This repository contains preliminary implementations of a new architecture of neural network. The model can be described as a continuous version of DenseNet, and it utilizes an integral solver in order to produce output. For a brief and broad introduction to the project, see https://mediahub.unl.edu/media/17557. For details about the architecture, please contact Dr. Stephen Scott, Dr. Mikil Foss, or Dr. Petronela Radu of the University of Nebraska-Lincoln. For questions about the implementation of this repo, contact Eylon Caplan at eyloncaplan1@gmail.com.
All models in this repo are based on the earlier works of Dr. Foss, which can be found in "FossModels". The early versions found in "EarlyVersions" are progressive attempts at converting Foss's models into a model that uses tensorflow and a computational graph. All currently useful files can be found in "LaterVersions".
Their contents are summarized here:
NoiseCorrectionTest.ipynb: This is the best notebook to start on when trying to understand the code. Because the model itself is mostly repeated between files, NoiseCorrectionTest is the only one in which the model is commented. After defining the model, the notebook proceeds to test its improvement on a noise reduction dataset. An array of 0's and 1's is produced as the target (y). It is then perturbed with some noise to create an input (x). The notebook trains on 1000 data with depth of 5, and is later trained on 10,000 data on the same depth. The results can be seen in the graphs.
LoopedGradient_7-30-21-ModelVersion.ipynb: This is the first working version of the model that can be iterated and tested. The model is trained to output the input array while being fed the same input each time. It is then trained to output some set random target array while being fed the same input each time. Finally, it is trained to output some set random target array while being fed different inputs each iteration. The results can be seen in the graphs.
AnalyticTest.ipynb: This was a failed attempt at testing the model analytically. The idea was to pick a function such as U(t) = t^2, pick parameters for the parameter filter, and to compute what the bias would have to be in order to satisfy the equation. Then, train and see if the bias is tuned to these values. This did not work. However, there are several likely reasons that it did not work. Firstly, the issue of discretization/depth has not been addressed yet (it will be mentioned later). Secondly, the test was likely not implemented correctly. The network should not be allowed to train. Rather, the bias and parameter filter should be set to values such that they solve the equation with U(t) = the function (such as t^2).

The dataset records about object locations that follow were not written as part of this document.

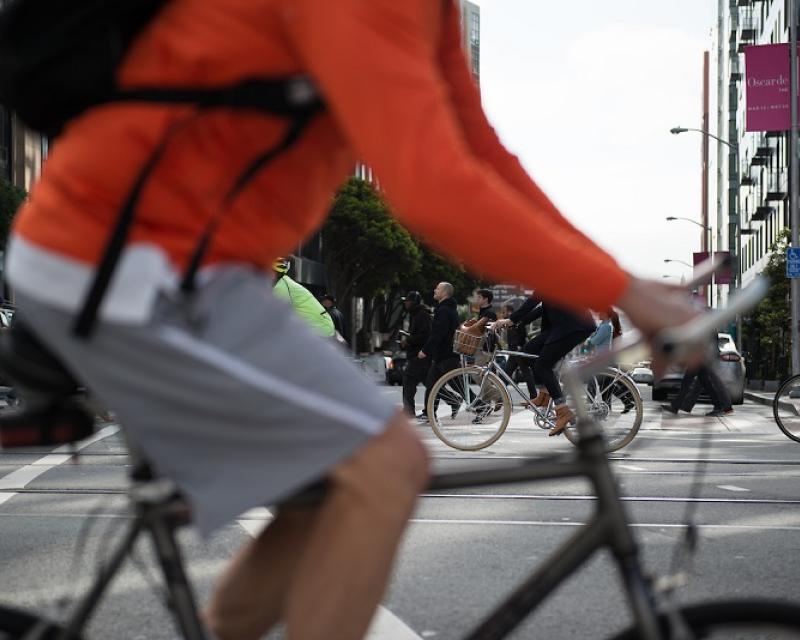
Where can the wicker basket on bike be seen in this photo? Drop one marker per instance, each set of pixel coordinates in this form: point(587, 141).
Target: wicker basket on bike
point(470, 337)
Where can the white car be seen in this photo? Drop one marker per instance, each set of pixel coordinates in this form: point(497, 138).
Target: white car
point(730, 369)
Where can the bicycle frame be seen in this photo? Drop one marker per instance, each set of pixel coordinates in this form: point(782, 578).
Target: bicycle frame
point(493, 367)
point(160, 511)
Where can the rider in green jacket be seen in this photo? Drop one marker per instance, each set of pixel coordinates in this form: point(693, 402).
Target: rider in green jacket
point(302, 300)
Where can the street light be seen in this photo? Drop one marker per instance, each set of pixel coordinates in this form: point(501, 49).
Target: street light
point(678, 261)
point(676, 130)
point(734, 238)
point(710, 249)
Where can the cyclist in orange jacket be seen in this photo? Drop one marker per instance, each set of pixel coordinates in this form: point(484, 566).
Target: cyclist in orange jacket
point(400, 98)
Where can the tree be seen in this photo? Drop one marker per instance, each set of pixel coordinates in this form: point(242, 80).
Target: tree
point(367, 253)
point(11, 198)
point(767, 332)
point(364, 248)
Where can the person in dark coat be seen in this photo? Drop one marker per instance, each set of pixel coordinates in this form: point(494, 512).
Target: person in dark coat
point(562, 331)
point(329, 302)
point(698, 379)
point(419, 330)
point(439, 345)
point(516, 337)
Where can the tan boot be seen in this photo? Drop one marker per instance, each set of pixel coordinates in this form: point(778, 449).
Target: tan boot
point(564, 416)
point(541, 399)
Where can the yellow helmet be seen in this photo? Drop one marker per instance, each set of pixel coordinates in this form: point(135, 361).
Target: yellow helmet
point(281, 265)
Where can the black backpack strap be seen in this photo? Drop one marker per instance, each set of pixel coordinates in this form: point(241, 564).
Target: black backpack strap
point(281, 97)
point(293, 133)
point(296, 97)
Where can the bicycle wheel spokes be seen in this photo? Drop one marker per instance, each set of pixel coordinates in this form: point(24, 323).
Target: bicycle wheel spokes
point(786, 408)
point(615, 405)
point(468, 408)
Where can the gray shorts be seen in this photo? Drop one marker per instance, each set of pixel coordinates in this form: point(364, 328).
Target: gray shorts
point(228, 393)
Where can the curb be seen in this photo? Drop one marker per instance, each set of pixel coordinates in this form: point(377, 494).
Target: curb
point(756, 397)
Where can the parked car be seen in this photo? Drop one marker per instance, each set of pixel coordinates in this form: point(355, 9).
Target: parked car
point(642, 375)
point(730, 369)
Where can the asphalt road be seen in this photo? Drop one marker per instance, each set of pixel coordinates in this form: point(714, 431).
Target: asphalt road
point(465, 548)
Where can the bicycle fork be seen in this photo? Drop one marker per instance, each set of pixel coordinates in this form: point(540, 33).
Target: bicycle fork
point(621, 541)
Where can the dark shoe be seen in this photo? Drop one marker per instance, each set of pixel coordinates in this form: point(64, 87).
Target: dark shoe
point(564, 416)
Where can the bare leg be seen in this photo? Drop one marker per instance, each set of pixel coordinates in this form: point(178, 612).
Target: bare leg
point(327, 569)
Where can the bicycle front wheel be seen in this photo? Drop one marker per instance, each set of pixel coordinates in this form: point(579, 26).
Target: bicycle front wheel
point(469, 408)
point(786, 408)
point(16, 624)
point(615, 404)
point(745, 620)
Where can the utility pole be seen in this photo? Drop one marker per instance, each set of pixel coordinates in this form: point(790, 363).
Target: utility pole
point(794, 174)
point(720, 127)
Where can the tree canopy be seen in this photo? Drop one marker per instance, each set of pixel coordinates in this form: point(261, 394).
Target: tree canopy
point(365, 249)
point(767, 334)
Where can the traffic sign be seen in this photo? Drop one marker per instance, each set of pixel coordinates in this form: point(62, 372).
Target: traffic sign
point(793, 262)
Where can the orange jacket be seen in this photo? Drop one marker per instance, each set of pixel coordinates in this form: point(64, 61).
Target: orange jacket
point(400, 98)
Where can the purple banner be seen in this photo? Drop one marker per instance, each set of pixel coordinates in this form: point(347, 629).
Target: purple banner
point(767, 73)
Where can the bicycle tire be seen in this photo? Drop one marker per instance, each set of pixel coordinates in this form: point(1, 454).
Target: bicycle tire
point(786, 408)
point(16, 623)
point(482, 413)
point(745, 619)
point(619, 428)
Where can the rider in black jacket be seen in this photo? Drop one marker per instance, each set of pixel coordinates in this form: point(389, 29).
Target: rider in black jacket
point(439, 346)
point(419, 330)
point(562, 331)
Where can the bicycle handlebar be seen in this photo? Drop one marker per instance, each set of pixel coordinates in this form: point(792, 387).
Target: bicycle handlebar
point(677, 342)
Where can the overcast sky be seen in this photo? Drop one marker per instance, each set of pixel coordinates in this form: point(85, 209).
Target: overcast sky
point(585, 93)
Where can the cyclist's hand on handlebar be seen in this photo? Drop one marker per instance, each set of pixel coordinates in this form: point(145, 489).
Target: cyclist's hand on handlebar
point(652, 307)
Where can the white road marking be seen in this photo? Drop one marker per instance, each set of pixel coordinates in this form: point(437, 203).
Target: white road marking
point(630, 467)
point(732, 487)
point(19, 478)
point(385, 625)
point(637, 525)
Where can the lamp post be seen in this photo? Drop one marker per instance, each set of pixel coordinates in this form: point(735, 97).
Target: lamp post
point(708, 229)
point(735, 230)
point(677, 130)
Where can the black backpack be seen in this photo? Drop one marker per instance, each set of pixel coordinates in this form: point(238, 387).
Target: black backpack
point(59, 58)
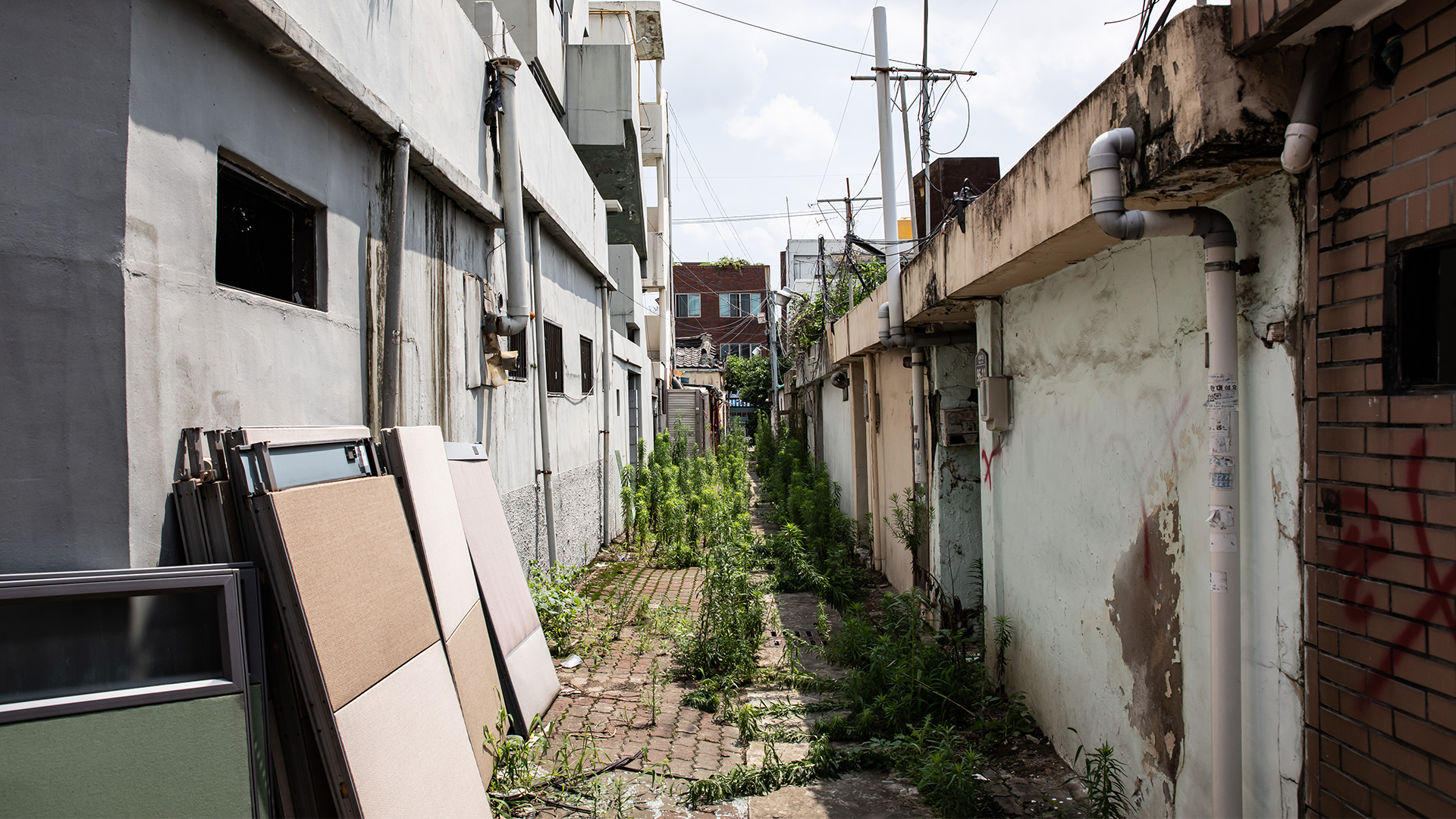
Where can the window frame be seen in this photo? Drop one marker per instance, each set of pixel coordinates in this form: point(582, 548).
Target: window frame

The test should then check to see that the output of each layer approximates U(that layer).
NoiseCorrectionInputSizes.ipynb: This is the same as NoiseCorrectionTest but attempts some trials on larger data (the size of MNIST)
IntegralDenseNetClass.ipynb: This is a very incomplete attempt to convert the working model found in NoiseCorrectionTest into a class. It is absolutely not functioning yet. The idea is to have a .fit function that creates and optimizes the parameters according to the data. Separately, one can have a feedForward function that only takes in input to the network and uses the known parameters to generate output. Thus the .fit function can prepare the inputs and targets, and then call the optimize function, whose job it is to create a gradient tape, run the feedForward, track the gradients, and apply them to the parameters. Currently this class contains only a very rough framework for a working class. Also, the line that converts a function into a tensorflow function must be called at some point so that it can be GPU optimized.
There is much work to be done in this project.
- Finish the class so that use of the model is compact and easy to use
- Run tests on the GPU to make sure that it is faster than on a CPU
- Separate the discretization value dt from the parameter depth t1/t0. Currently dt is coded as the inverse of t1, but should be a hyperparameter in its own right that does not depend on the parameter depth.
- Attempt batch training. The dimensions of the tensors should already be set up for batches. However, the dataset is currently being fed in one datum at a time. The change should be easy but it is likely that there is some assumption of batch=1 hard coded in somewhere that must be corrected.
- Add a dense layer to the end of the feedForward to allow for classification instead of only regression
- Perform the analytic test as described above. However, note that the feed forward must be performed eagerly in order to be able to look at the layers' values at intermediary steps. To do this, use the actual function name (uSoln) instead of the tensorflow function name (TFuSoln).
- Once classification works, test on datasets like MNIST and CIFAR
- Try other integration techniques apart from the trapezoidal rule (e.g. Simpson's rule)
- Conduct some grid searches with hyperparameters
Sometimes when running the code in a jupyter notebook, one will get a tensorflow warning as seen in In[45] of LoopedGradient_7-30-21-ModelVersion.ipynb. I am relatively sure that this is because each new call to the function causes retracing. However, this is because the notebook stores the previous information about the function. If run all at once, this warning should never be reproduced.